Thanks to his access to Ginevra’s letters, West can show us that Ginevra reciprocated Scott’s affections, at least for a while. Scott and Ginevra met in person just eight times that we know of. Six of those meetings occurred in 1915, and just two in 1916, indicating that the flame had cooled considerably by then. They broke up in January 1917, two years after their initial meeting. Ginevra later told Scott’s first biographer that she didn’t even remember if she had ever kissed Scott. Ouch. By the summer of 1918, Ginevra was engaged to Billy Mitchell, a family friend who was a naval aviator—the most romantic type of soldiering a young man could do in World War I. Unsurprisingly, Ginevra went for the super-wealthy WASP friend of the family rather than the aspiring novelist with no trust fund from the Irish Catholic family.
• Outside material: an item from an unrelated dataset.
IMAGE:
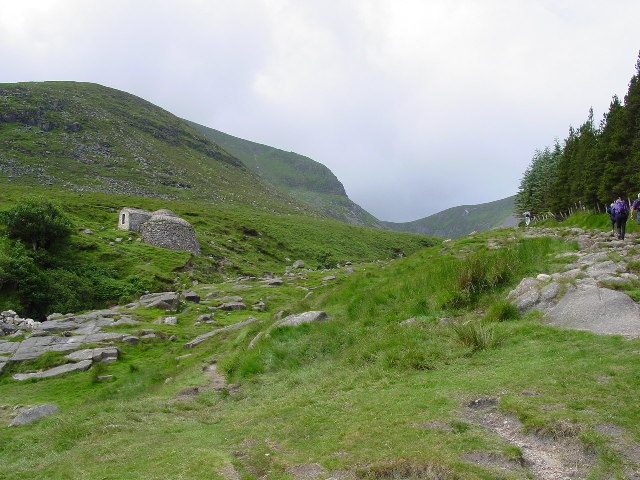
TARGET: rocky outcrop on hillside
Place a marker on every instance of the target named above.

Scott was invited to Ginevra’s wedding, which took place in Chicago in September of 1918, but in all likelihood, he did not attend, as he was stationed at Camp Sheridan in Alabama. Fitzgerald did paste the wedding invitation into his scrapbook, along with a newspaper article describing the wedding.  By the time of Ginevra’s wedding, Scott had already met his future wife: the vivacious southern belle Zelda Sayre.

Fitzgerald’s personal life always informed his fiction, and there are numerous connections between the two. He used Ginevra as the model for several characters. In his first novel, This Side of Paradise, elements of Ginevra appear in both Isabelle Borge and Rosalind Connage, two flames of the narrator (and Fitzgerald proxy) Amory Blaine. Ginevra was also the inspiration for Judy Jones, the femme fatale in one of his finest short stories, “Winter Dreams,” first published in 1922.
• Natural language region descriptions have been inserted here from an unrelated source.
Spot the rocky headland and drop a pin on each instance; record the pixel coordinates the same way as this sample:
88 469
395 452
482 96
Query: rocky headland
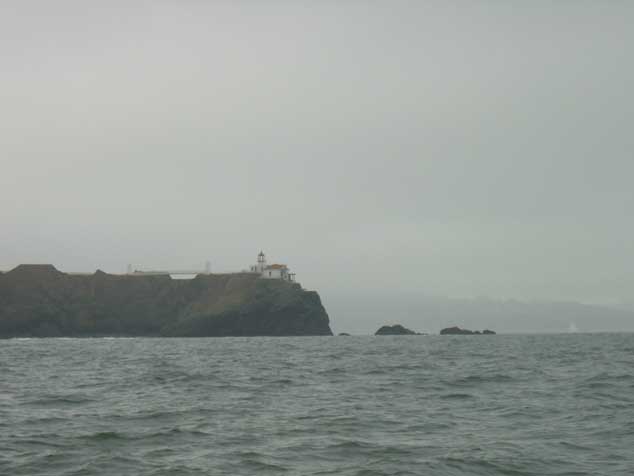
40 301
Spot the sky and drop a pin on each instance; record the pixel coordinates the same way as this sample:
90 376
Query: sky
389 149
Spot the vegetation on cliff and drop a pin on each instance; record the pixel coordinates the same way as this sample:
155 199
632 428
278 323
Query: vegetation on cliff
39 300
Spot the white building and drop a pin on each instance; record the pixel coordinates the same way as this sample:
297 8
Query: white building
272 271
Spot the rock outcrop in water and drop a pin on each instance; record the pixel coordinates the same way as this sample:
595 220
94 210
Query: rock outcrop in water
394 330
458 331
40 301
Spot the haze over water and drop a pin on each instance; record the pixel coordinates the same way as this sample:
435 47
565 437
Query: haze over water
476 405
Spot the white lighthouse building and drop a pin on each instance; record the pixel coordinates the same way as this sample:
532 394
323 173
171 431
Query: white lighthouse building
272 271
And what about The Great Gatsby, old sport? Ginevra most likely inspired aspects of the character of Daisy Fay Buchanan. It’s an oversimplification to say that Ginevra was Daisy. As West writes, “Daisy Buchanan is a composite.” (p.96) Aspects of both Ginevra and Zelda went into Daisy’s character, but Daisy’s wealth and social status are much more in line with Ginevra King’s rather than Zelda Sayre’s.
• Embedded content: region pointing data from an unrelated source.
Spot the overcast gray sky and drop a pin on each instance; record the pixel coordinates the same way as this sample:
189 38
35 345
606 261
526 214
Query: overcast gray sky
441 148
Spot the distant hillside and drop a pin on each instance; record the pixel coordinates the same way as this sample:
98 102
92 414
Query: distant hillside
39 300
The narrative part of The Perfect Hour is rather short, just over 100 pages. Fortunately, West has also included some of Ginevra’s diary entries, five of her letters to Fitzgerald, and the texts of “Babes in the Woods” and “Winter Dreams” two of the short stories that Ginevra helped to inspire. For a Fitzgerald fan, The Perfect Hour is a must-read, as West tells Scott and Ginevra’s story honestly, without hyperbole or exaggeration.